As a person ages, their physical stamina often decreases. As such, they may find that they need a greater amount of sleep to recuperate from daily activities. This can result in them sleeping more than the recommended hours for a normal adult.

Furthermore, with aging, physical activity levels naturally decline. As a result, it may take the elderly person more effort to complete everyday activities, including getting out of bed.

This should alert caregivers, especially those in senior care, that it may be time for the elderly to engage in external physical activity programs to help maintain their activity levels.

Medication Side Effects

Medication side effects are a common culprit, as the elderly are taking more medications than other age groups. Anything from blood pressure medications to sedatives and antidepressants can affect how a person sleeps. This is especially true if conflicting medications are being used.

The elderly person should meet with their doctor to discuss their current medications and see if they could be the cause for their increased sleep. If the side effects are severe enough, the doctor may have to adjust the medication or switch to a less powerful one.

Environmental Factors

Environmental factors can play a significant role when an elderly person sleeps a lot. Certain environmental factors can inhibit optimal sleep quality, leading to excessive sleepiness during the day, such as:

  • noise and light pollution
  • poorly insulated room
  • inadequate mattress

They are also at increased risk of responding to stressors, which can further contribute to extreme fatigue and increased sleepiness. This can also be indicative of a variety of issues related to their quality of life. If it is being caused by boredom, getting them involved in activities and social activities could improve their quality of life.
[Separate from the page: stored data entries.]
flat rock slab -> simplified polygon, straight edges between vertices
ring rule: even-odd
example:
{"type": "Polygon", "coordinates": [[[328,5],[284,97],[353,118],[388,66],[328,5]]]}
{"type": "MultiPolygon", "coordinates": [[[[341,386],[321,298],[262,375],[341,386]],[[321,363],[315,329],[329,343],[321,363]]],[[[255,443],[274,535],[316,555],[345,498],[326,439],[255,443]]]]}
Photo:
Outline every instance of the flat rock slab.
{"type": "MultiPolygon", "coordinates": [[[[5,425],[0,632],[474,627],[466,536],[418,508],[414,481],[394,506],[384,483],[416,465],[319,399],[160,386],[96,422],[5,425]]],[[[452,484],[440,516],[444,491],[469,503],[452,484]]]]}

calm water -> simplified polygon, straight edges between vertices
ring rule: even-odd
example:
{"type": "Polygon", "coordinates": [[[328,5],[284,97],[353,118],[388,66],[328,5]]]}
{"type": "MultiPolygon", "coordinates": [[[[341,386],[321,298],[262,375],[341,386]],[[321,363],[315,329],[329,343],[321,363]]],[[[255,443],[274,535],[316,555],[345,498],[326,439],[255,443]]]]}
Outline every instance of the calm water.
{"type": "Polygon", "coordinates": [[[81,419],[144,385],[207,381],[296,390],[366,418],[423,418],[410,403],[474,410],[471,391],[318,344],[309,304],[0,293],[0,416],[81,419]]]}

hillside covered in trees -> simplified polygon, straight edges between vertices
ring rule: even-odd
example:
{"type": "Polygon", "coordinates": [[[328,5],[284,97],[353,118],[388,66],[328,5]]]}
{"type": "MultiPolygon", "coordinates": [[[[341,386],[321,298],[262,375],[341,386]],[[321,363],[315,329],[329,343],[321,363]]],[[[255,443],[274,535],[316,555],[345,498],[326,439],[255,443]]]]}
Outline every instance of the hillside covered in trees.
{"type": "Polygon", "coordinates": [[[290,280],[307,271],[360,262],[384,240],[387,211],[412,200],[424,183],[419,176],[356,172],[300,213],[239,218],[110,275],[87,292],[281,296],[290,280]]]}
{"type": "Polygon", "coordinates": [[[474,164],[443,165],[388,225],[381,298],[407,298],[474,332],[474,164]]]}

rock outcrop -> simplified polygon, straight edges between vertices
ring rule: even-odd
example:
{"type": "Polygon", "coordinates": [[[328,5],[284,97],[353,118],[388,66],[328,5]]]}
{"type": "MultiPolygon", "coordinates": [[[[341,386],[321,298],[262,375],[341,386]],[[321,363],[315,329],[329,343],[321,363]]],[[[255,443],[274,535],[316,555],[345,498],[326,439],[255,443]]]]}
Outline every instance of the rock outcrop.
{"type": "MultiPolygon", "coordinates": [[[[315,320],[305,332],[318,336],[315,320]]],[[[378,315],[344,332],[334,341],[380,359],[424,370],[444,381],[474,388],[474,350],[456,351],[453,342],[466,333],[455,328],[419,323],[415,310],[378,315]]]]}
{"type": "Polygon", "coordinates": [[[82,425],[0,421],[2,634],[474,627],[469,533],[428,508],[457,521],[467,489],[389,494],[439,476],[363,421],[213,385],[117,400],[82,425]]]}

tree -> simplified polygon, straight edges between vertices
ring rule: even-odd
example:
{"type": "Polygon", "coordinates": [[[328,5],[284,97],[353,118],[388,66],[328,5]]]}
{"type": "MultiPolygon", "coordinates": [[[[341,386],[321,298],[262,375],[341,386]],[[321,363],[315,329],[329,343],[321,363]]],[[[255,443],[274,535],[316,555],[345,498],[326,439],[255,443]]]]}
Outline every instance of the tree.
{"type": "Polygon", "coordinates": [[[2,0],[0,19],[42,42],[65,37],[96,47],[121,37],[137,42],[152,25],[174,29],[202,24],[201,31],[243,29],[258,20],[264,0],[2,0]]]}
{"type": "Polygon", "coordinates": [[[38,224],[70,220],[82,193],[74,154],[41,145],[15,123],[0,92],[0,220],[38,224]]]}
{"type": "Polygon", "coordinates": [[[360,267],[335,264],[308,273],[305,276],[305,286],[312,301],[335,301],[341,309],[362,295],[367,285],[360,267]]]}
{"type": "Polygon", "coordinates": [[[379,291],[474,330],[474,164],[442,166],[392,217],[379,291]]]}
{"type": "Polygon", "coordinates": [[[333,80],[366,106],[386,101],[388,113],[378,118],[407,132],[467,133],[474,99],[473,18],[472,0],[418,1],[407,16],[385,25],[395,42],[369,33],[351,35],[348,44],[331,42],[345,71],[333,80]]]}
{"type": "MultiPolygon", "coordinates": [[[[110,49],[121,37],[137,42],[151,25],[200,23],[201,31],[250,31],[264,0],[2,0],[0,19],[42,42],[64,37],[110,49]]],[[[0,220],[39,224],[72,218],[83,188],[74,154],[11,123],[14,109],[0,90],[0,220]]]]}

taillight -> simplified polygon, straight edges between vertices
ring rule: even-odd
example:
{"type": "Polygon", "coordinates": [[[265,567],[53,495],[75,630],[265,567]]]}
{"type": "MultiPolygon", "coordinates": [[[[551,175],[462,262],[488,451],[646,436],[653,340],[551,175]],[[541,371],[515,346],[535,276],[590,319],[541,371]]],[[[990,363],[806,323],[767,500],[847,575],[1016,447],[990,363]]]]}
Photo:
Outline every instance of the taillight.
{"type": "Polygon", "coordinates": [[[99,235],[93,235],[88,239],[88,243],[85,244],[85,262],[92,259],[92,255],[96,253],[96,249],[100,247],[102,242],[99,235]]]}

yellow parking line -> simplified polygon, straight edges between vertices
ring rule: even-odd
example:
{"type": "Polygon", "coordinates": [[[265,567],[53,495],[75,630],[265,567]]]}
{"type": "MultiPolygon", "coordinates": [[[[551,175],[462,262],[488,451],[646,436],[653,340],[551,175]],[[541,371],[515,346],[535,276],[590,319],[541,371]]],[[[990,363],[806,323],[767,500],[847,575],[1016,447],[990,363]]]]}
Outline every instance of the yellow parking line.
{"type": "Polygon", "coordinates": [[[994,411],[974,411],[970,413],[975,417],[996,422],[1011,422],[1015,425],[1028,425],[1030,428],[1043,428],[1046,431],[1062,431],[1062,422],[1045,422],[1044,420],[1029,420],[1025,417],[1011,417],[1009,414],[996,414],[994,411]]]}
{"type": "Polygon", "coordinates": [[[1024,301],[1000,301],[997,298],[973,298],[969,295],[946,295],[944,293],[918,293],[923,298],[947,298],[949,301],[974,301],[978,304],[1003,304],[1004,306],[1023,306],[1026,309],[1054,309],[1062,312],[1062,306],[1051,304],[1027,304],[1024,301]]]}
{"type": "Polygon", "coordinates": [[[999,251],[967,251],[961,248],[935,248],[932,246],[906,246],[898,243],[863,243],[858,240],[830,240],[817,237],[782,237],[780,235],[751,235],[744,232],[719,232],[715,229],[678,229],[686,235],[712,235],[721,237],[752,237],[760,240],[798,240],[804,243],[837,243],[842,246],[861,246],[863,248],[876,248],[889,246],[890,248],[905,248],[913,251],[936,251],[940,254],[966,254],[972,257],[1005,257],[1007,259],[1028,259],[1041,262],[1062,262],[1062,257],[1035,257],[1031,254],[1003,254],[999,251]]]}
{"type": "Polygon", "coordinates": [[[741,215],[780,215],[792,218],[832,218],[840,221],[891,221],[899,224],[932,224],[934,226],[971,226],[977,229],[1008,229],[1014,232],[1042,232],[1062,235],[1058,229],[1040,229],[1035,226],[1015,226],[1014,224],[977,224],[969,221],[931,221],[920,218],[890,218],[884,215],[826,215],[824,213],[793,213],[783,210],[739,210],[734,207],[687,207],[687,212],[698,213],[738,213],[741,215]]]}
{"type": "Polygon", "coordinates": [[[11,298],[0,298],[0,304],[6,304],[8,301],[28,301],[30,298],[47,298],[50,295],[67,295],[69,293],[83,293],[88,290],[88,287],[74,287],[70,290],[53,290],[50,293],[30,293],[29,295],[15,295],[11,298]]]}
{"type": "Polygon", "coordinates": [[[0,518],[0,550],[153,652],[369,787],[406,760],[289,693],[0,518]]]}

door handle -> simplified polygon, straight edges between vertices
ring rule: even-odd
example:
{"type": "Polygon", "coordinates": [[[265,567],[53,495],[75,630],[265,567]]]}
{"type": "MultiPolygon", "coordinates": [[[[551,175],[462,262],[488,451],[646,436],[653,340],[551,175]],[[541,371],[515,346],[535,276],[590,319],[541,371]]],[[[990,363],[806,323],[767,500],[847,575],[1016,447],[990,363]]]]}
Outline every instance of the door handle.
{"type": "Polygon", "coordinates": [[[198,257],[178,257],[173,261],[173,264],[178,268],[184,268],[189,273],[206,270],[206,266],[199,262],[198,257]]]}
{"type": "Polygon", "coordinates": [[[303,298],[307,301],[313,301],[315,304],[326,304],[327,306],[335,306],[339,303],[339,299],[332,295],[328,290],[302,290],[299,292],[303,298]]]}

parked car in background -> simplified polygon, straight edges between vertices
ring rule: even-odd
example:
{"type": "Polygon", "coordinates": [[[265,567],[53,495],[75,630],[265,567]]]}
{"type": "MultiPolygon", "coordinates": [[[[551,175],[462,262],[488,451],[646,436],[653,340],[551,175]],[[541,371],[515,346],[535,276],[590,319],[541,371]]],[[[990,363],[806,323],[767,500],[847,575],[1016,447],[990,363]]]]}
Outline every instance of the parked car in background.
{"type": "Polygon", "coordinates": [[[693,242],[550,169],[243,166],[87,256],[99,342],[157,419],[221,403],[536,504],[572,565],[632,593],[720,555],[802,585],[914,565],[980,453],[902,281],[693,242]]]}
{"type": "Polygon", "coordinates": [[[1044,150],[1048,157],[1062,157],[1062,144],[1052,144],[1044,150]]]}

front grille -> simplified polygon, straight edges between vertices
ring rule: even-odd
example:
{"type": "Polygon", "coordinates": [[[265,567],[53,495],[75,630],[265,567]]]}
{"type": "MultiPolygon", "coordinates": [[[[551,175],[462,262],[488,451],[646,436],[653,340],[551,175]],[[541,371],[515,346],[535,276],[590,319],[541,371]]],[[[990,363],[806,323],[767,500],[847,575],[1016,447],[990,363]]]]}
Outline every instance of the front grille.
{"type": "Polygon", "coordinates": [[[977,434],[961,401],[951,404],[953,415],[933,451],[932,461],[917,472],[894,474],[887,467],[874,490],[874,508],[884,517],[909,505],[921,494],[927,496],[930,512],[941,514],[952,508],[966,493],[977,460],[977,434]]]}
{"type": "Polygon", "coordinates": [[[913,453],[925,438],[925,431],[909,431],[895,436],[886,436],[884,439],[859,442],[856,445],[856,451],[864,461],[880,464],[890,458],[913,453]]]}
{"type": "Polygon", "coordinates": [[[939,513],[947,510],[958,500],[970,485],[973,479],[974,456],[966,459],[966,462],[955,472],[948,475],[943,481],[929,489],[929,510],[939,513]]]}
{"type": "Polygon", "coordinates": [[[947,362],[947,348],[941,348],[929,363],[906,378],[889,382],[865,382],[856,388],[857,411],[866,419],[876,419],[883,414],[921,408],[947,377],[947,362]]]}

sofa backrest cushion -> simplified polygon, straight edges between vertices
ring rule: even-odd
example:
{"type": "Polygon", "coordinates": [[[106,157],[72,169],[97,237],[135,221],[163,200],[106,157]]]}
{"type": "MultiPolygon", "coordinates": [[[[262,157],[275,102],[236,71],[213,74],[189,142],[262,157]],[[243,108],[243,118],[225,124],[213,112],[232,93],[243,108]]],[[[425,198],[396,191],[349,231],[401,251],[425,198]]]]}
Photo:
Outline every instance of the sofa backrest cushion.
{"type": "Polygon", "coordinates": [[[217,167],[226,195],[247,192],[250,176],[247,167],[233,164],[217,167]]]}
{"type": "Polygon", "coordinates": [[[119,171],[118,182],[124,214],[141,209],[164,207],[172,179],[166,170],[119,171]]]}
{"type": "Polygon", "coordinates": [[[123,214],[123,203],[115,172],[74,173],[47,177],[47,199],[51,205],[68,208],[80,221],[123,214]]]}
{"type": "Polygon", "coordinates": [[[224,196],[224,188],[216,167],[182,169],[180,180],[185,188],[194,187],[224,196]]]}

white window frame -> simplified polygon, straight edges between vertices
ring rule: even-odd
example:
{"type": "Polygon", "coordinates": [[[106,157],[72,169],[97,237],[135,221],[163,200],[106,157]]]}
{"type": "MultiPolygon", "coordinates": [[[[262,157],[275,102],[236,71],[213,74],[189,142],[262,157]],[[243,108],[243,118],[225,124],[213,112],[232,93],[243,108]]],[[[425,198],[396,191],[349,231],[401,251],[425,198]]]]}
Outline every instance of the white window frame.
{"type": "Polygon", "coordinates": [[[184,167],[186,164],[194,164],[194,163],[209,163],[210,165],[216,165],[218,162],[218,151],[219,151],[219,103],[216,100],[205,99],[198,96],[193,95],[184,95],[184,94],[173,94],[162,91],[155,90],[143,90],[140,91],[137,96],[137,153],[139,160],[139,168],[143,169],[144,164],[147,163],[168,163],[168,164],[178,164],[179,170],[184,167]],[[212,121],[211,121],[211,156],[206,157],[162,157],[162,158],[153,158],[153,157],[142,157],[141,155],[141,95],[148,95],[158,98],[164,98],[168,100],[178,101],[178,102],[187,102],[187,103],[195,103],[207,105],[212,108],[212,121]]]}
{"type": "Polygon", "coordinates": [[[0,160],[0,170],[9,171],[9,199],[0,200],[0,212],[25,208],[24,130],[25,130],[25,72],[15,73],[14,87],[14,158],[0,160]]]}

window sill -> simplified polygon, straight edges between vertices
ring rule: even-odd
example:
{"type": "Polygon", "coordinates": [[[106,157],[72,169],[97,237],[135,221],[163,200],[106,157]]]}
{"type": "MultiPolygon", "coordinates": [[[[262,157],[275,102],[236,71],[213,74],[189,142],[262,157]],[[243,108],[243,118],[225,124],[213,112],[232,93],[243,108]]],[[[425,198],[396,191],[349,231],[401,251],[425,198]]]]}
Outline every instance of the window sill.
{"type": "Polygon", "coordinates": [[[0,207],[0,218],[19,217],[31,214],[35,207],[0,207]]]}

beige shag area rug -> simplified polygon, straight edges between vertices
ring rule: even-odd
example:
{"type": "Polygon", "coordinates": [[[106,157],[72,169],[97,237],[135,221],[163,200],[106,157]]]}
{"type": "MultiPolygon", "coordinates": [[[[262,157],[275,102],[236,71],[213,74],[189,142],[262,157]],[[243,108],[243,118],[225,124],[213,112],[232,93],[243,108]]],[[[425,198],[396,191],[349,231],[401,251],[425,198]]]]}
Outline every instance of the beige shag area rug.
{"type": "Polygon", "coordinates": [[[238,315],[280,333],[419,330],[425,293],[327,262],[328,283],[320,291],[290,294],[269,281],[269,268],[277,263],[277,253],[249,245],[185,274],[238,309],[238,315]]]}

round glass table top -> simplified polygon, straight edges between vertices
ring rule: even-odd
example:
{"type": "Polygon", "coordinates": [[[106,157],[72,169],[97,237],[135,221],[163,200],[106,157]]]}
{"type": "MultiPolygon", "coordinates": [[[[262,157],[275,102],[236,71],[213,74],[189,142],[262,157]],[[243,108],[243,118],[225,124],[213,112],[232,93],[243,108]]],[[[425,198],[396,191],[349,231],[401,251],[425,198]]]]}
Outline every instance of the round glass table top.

There are professional care services such as this home health care linked here. They can help with improving an elderly’s quality of life. Contact them and learn more about their services.

Consult a Professional for an Elderly Person Sleeping a Lot

Therefore, if you notice an elderly person sleeping a lot, it can indicate a range of issues. Talk to a doctor or other healthcare professional to help determine the cause and develop a treatment plan.

Don’t wait. Act now to ensure the well-being of the senior.